Recently, an IR fanatic in Switzerland reached out to me and asked if I had thoughts about a filter that can produce deep lavendar foliage and deep blue skies.


 I had found filters that could provide various levels of this effect when I first moved to Orlando in 2008.  I pulled out my older set of filters and with a little iteration, was able to achieve the great combination of deep blue skies and lavendar foliage. 


The effect works pretty well in a variety of lighting conditions, and allows a wide pallette of visible colors as well, such as yellows, reds, pinks and more, as seen in the rainbow color amphitheater along Lake Eola in Orlando.



It does seem to have some variance in light spectrum, that pointing angle and sun's azimuth in the sky (esp as it went lower) altered the white balance and low-angle scatter angle, even more than what was apparent to the naked eye.



Sky color varied a bit to, with time of day.  A warmer blue (cyan) played on the sky later in the day, and cooler, deeper blue cast mid day.



I found I had to use a cloud or grey card to updat the custom white balance often, and even then it shifted often.

Below is the spectrum of the filter.
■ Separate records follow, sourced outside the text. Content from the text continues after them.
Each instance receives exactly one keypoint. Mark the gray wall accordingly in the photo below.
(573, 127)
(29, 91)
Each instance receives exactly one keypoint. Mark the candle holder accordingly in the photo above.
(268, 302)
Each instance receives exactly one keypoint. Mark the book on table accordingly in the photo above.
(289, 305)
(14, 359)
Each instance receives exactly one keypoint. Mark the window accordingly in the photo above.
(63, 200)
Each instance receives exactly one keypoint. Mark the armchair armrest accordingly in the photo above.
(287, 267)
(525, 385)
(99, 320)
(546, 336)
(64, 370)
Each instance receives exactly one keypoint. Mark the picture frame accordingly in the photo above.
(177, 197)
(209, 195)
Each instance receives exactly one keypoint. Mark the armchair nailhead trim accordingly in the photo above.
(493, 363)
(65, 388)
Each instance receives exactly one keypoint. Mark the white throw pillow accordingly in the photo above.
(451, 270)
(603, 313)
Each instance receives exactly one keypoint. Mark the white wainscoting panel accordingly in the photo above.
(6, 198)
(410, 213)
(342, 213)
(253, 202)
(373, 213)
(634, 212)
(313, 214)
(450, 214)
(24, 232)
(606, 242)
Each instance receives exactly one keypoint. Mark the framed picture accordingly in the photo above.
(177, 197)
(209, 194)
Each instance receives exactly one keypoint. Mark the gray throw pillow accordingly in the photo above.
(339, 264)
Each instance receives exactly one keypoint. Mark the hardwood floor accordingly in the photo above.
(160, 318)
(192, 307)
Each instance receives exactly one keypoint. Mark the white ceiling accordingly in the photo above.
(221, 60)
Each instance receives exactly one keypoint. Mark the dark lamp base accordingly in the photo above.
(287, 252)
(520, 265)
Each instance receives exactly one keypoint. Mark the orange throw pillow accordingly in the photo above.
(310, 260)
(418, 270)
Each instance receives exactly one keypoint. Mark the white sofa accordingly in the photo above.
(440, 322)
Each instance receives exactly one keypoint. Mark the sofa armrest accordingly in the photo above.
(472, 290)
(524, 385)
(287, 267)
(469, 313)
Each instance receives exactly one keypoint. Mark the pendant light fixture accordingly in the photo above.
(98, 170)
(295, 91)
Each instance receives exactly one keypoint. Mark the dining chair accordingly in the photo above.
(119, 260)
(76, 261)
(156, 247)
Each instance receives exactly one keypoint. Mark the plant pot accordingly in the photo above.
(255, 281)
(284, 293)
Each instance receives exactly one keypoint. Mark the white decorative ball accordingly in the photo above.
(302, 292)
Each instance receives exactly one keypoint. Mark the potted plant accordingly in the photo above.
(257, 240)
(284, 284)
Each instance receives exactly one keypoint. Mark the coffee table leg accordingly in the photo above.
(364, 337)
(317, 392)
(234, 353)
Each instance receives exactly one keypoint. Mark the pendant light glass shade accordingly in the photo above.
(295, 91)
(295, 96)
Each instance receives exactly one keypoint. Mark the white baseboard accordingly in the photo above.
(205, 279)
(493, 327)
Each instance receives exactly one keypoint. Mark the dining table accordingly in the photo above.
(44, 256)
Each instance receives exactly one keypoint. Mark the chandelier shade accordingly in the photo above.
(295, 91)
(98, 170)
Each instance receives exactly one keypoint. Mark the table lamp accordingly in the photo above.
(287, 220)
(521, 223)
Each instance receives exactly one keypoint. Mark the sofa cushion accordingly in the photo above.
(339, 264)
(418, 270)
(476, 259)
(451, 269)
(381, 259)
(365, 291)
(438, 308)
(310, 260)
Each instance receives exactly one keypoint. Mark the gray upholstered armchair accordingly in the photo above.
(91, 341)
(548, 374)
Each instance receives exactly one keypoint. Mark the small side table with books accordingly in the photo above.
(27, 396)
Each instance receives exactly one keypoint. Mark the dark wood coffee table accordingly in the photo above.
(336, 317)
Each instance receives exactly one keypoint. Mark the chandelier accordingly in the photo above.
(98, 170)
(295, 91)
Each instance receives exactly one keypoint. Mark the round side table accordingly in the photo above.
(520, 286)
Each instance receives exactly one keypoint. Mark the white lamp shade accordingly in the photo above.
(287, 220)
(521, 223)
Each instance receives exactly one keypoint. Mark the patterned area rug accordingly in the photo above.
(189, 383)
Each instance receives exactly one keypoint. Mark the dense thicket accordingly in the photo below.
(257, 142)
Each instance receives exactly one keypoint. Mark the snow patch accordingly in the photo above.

Note the extra transmission in the deeper blue (400-450 nm), a small dip in the cyan-green (500 nm), dip green-yellow (575 nm), and a rise from the orange through the near infrared.

All of the colors are in there, but modulated.  Again, the rainbow ampitheater shows its colors well.  The closest commercial equivalent is the Lee gel L156 chocolate, followed by Rosco's e-color+ e156. Other potential candidates would be Rosco R99, their Permacolor P3114 (Victorian Gold) or possibly their R20.



This is defintely a fun filter to try out, just for the shear color depth and infrared effects.